Cornelio se volvió hacia Valerio. Sus hombres estaban cayendo apenas a unos centenares de pasos y aquel hombre se atrevía a cuestionar sus órdenes, pero… pero ¿cómo se atrevía?

– He dado orden de avanzar -dijo el tribuno con voz agria.

– Domine, si nos movemos hacia los árboles no podremos formar el acies -respondió Valerio con su tono de voz más humilde- y si no lo hacemos, nos convertiremos en una presa fácil. No sabemos ni siquiera el número de enemigos que tenemos enfrente.

Cornelio guardó silencio. Todo su ser le pedía que acudiera a aplastar a aquellos que estaban arrancando la vida a sus hombres y, sin embargo…

– ¡Formad el acies y no os mováis hasta que se os dé la orden! -gritó el tribuno.

– Que no nos movamos… -escuchó a un legionario situado a unos pasos-. ¿Y vamos a ver cómo los matan a todos?

– Mantened las posiciones -gritó el centurión a la vez que comenzaba a repartir bastonazos para que se cumplieran sus órdenes-. Que nadie se mueva hasta que se le diga.

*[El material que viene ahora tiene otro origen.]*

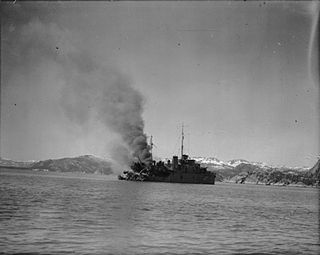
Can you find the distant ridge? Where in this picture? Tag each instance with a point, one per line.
(84, 164)
(243, 171)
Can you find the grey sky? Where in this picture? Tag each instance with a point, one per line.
(240, 76)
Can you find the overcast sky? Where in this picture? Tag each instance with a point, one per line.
(241, 76)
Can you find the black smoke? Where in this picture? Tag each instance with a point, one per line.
(90, 90)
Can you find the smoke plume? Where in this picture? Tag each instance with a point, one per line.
(89, 91)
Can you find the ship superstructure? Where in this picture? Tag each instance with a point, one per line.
(183, 170)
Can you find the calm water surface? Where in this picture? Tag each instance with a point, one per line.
(89, 214)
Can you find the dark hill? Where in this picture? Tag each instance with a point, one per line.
(84, 164)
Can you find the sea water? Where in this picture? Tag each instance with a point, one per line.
(93, 214)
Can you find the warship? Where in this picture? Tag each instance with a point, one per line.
(183, 170)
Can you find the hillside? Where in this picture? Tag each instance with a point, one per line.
(83, 164)
(7, 163)
(243, 171)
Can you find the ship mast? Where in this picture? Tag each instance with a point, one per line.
(182, 138)
(151, 146)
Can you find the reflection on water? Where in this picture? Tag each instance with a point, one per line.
(88, 214)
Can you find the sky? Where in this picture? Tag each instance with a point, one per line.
(240, 76)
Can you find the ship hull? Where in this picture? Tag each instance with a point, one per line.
(184, 178)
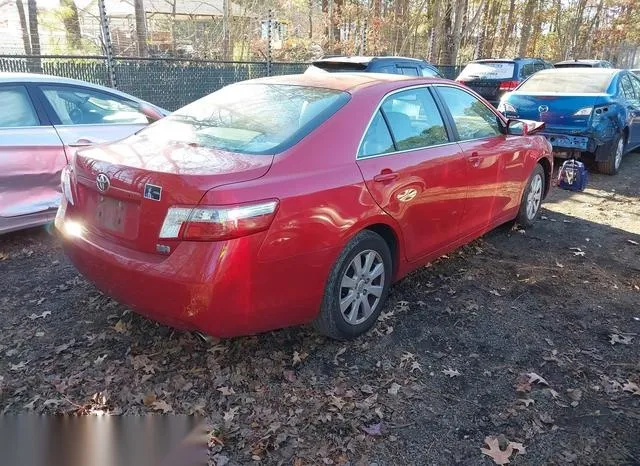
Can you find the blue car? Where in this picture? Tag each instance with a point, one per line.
(587, 112)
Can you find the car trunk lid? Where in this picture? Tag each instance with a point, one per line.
(556, 110)
(124, 189)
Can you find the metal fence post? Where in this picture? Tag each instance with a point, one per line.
(269, 25)
(108, 46)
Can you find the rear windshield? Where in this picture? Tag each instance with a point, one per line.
(488, 70)
(573, 65)
(339, 67)
(250, 118)
(569, 81)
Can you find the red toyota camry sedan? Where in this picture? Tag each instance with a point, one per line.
(296, 199)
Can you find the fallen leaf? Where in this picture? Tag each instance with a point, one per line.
(66, 346)
(574, 394)
(631, 387)
(535, 378)
(375, 429)
(624, 339)
(340, 352)
(226, 391)
(149, 399)
(495, 453)
(451, 372)
(546, 418)
(415, 366)
(121, 326)
(231, 414)
(163, 406)
(368, 389)
(299, 357)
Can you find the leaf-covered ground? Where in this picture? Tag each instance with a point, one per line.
(524, 345)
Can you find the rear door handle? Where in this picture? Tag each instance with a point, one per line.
(474, 160)
(81, 143)
(385, 176)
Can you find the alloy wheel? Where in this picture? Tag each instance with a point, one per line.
(534, 197)
(361, 287)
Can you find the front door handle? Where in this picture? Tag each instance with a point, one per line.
(82, 142)
(474, 160)
(385, 175)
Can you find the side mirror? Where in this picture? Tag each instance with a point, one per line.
(150, 112)
(524, 127)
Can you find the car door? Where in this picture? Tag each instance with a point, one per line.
(633, 107)
(31, 156)
(84, 116)
(415, 171)
(495, 162)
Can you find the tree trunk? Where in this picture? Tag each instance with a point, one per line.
(480, 44)
(508, 30)
(34, 34)
(447, 56)
(141, 28)
(71, 23)
(310, 19)
(25, 29)
(526, 27)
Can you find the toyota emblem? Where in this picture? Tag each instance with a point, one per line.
(102, 182)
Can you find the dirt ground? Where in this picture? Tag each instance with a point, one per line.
(530, 336)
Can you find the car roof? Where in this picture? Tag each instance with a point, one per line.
(590, 62)
(361, 59)
(9, 77)
(341, 81)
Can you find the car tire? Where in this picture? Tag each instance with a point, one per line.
(344, 314)
(532, 197)
(611, 165)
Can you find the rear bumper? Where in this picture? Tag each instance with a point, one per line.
(218, 288)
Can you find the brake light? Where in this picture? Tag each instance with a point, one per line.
(509, 85)
(209, 223)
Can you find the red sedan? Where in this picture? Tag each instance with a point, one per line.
(296, 199)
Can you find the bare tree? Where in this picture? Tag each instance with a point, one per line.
(141, 28)
(26, 41)
(34, 34)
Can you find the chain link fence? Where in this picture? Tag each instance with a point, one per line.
(168, 82)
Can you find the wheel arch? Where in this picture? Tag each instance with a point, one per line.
(393, 239)
(547, 167)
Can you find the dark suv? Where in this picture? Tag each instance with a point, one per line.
(392, 65)
(492, 77)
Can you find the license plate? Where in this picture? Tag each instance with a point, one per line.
(110, 213)
(571, 142)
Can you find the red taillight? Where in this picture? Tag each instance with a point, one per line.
(509, 85)
(209, 223)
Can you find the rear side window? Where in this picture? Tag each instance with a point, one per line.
(488, 70)
(635, 82)
(473, 119)
(428, 72)
(250, 118)
(81, 106)
(627, 87)
(377, 139)
(17, 109)
(527, 70)
(414, 119)
(408, 70)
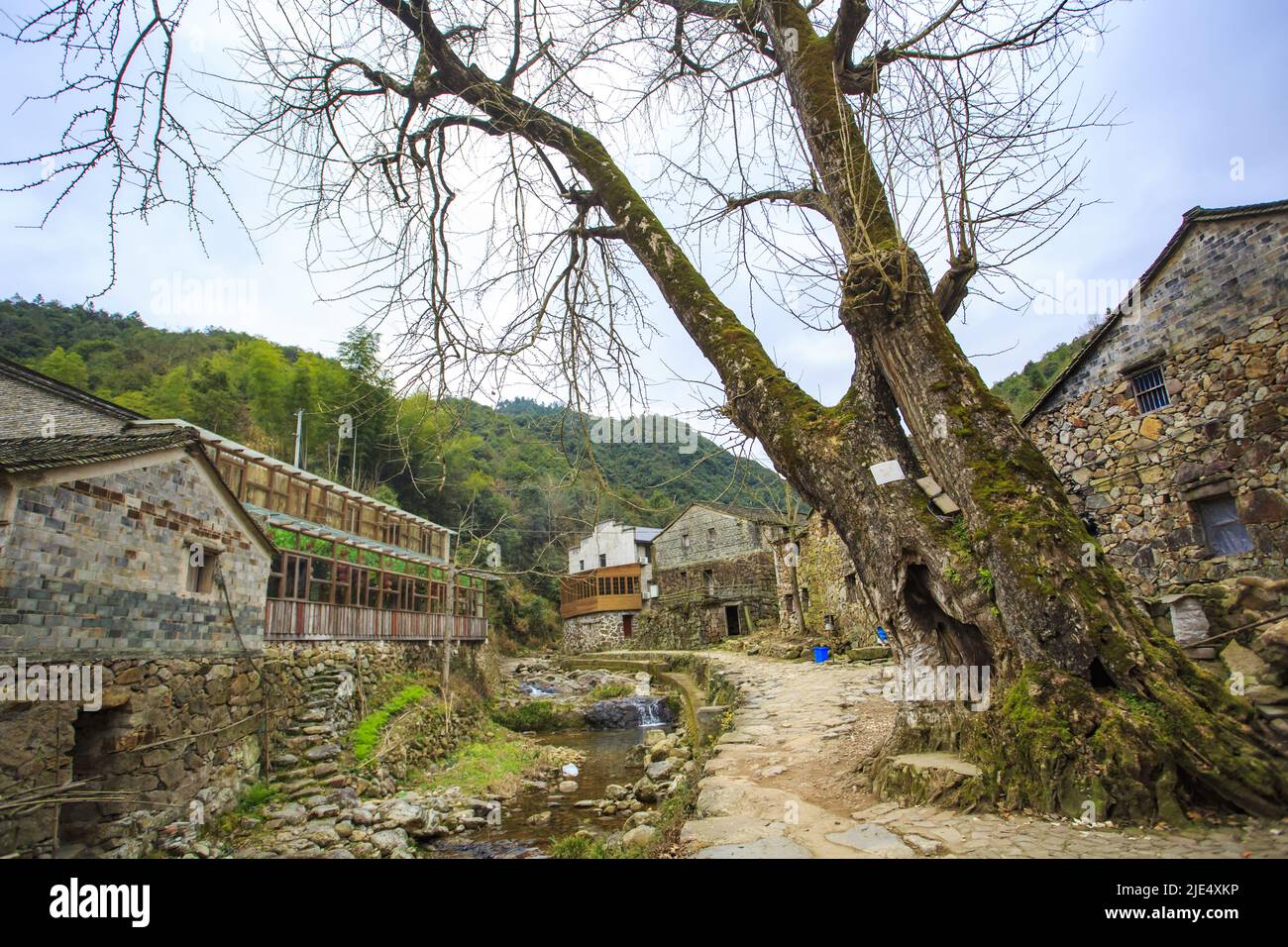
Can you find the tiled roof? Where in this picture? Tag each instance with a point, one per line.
(754, 514)
(27, 454)
(63, 390)
(330, 532)
(1192, 217)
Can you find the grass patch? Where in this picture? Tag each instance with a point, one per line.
(254, 796)
(368, 732)
(493, 762)
(583, 847)
(606, 692)
(536, 715)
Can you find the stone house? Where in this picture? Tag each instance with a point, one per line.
(1170, 431)
(713, 571)
(158, 560)
(608, 583)
(34, 403)
(1170, 425)
(99, 577)
(832, 599)
(346, 566)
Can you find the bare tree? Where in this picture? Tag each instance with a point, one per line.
(468, 158)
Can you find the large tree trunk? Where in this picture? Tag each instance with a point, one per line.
(1089, 699)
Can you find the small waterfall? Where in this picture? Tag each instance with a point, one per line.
(648, 710)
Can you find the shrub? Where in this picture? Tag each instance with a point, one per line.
(368, 732)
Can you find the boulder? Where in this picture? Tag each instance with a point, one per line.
(660, 771)
(390, 840)
(323, 751)
(639, 836)
(645, 789)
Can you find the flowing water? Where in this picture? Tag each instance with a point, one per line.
(604, 763)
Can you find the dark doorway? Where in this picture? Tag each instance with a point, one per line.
(78, 822)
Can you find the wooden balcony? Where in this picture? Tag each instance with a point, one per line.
(609, 589)
(320, 621)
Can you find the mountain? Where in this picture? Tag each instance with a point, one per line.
(1021, 388)
(520, 474)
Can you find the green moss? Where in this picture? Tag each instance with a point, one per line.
(254, 796)
(368, 732)
(539, 716)
(584, 847)
(494, 761)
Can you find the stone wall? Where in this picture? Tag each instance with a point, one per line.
(596, 631)
(178, 740)
(1215, 318)
(99, 566)
(168, 732)
(711, 536)
(691, 608)
(828, 586)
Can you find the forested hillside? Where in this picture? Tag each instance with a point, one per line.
(520, 474)
(1022, 388)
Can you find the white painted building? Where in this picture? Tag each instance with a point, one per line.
(614, 544)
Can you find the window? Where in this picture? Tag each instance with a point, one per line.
(201, 569)
(1223, 530)
(1150, 390)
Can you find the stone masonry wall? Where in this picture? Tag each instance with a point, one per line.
(1216, 320)
(690, 611)
(168, 732)
(711, 536)
(178, 740)
(823, 567)
(99, 567)
(596, 631)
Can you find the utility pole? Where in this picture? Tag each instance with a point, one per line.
(446, 673)
(299, 434)
(353, 466)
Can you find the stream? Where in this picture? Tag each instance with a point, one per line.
(605, 763)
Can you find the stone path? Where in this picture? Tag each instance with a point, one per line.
(781, 785)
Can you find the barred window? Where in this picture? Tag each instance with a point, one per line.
(1150, 390)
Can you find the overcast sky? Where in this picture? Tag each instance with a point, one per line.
(1199, 89)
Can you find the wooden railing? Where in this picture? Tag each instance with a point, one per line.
(608, 589)
(320, 621)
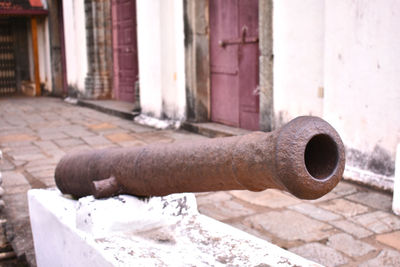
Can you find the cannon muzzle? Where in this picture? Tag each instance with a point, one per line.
(305, 157)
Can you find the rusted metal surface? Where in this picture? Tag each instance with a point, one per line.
(305, 157)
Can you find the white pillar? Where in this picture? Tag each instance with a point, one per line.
(396, 188)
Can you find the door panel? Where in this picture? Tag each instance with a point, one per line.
(224, 62)
(124, 49)
(234, 56)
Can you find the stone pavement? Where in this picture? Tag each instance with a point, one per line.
(351, 226)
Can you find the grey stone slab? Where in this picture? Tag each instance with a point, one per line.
(343, 189)
(13, 178)
(56, 154)
(379, 221)
(29, 157)
(373, 199)
(344, 207)
(6, 165)
(320, 254)
(324, 198)
(352, 228)
(46, 145)
(69, 142)
(291, 226)
(268, 198)
(315, 212)
(349, 246)
(387, 258)
(77, 132)
(96, 140)
(41, 162)
(52, 136)
(29, 149)
(134, 127)
(72, 149)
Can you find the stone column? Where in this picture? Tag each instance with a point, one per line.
(99, 41)
(266, 65)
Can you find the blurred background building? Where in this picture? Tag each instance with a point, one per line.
(248, 64)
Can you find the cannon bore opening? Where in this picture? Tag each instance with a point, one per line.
(321, 156)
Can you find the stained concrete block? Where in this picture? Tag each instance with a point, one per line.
(126, 231)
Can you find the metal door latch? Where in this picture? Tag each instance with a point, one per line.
(241, 40)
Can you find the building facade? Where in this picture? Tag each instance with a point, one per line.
(249, 64)
(31, 50)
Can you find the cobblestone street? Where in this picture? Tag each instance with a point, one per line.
(351, 226)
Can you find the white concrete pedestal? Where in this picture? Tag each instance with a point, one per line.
(126, 231)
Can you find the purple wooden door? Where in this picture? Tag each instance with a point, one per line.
(234, 63)
(124, 49)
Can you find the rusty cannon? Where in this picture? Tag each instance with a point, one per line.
(305, 157)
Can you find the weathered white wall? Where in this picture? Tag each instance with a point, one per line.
(362, 67)
(298, 34)
(75, 43)
(44, 52)
(352, 49)
(161, 58)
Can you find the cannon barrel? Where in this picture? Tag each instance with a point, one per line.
(305, 157)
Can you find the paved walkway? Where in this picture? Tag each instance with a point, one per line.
(350, 226)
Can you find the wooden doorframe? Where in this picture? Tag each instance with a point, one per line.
(197, 62)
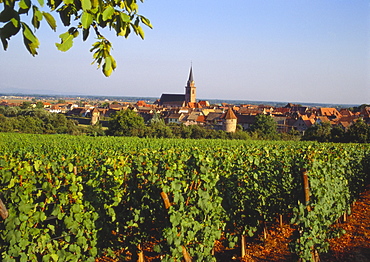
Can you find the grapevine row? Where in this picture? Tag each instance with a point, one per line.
(74, 198)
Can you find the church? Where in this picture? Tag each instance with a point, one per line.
(181, 100)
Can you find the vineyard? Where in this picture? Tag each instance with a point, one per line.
(74, 198)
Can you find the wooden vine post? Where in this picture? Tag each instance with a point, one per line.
(167, 204)
(306, 191)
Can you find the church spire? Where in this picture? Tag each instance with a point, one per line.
(190, 89)
(191, 78)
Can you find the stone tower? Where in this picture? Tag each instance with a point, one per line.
(230, 121)
(190, 89)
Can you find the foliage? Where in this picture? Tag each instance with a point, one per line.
(66, 194)
(36, 121)
(320, 132)
(80, 16)
(126, 123)
(359, 132)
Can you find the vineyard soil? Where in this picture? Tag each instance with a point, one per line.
(354, 246)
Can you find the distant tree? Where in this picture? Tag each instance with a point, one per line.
(318, 132)
(105, 105)
(265, 127)
(126, 123)
(25, 105)
(39, 104)
(6, 124)
(359, 132)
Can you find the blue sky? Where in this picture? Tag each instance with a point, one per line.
(275, 50)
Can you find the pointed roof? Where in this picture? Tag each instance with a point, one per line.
(191, 78)
(230, 114)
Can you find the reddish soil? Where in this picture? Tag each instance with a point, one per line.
(353, 246)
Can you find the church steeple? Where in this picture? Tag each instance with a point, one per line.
(191, 78)
(190, 95)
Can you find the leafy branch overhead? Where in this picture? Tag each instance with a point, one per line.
(80, 16)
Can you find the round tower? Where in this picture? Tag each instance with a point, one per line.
(230, 121)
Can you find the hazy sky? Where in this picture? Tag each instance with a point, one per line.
(267, 50)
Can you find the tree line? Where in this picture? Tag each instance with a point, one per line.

Valerio observó a uno de los cuados que acababa de emerger de entre los árboles. Sujetaba en la diestra la cabeza de un legionario y la balanceaba burlonamente. No era el único que los incitaba a la lucha. Los demás chillaban, gritaban, se movían realizando gestos obscenos. Era obvio que tan sólo deseaban provocar su avance.

– Domine -dijo a Cornelio-. Es obvio que pretenden provocarnos. Se trata de una emboscada.

El tribuno titubeó. No parecían más de unas docenas, envalentonados, pero apenas unas docenas. ¿Cómo podía el honor de Roma consentir aquella ofensa?

– Mantened el acies -dijo Cornelio mientras obligaba a su caballo a caracolear-. Mantenedlo.

Un silbido agudo seguido por un grito de dolor fue la señal de que los cuados habían pasado de la provocación al ataque.

– ¡Un herido! -sonó una voz en la primera fila.

– ¡Retiradlo! -gritó el optio-. Pasadlo atrás.

– ¡Formaaaaad… el acies! -gritó el tribuno.

Como si se tratara de un solo hombre, los legionarios se apretaron los unos contra los otros y juntaron sus escudos. Tan sólo unos momentos antes, eran una masa cansada, harta de caminar y sudorosa. Ahora acababan de convertirse en un cuerpo impenetrable, en un brazo de hierro, en un erizo de muerte. Eran la manifestación visible de una Roma nada dispuesta a dejarse doblegar por los bárbaros.

De repente, Cornelio y sus hombres escucharon un clamor surgido de centenares de gargantas. Era un grito animal y salvaje que anunciaba la muerte para todo aquel que tuviera la osadía de interponerse en el camino; un alarido feroz y primitivo que dejaba al descubierto lo que de inhumano se esconde en el corazón de los mortales. Y entonces lo que hasta ese momento había tenido la apariencia de un reducido contingente de cuados, un grupo de bandidos, una banda de asaltantes, pareció multiplicarse como si obedeciera a los conjuros arcanos de un mago perverso. A los lados de la arboleda aparecieron dos alas de guerreros que corrían y chillaban dispuestos a arrasar todo a su paso.

– Que nadie se mueva -dijo con voz queda Valerio-. Mantened el acies.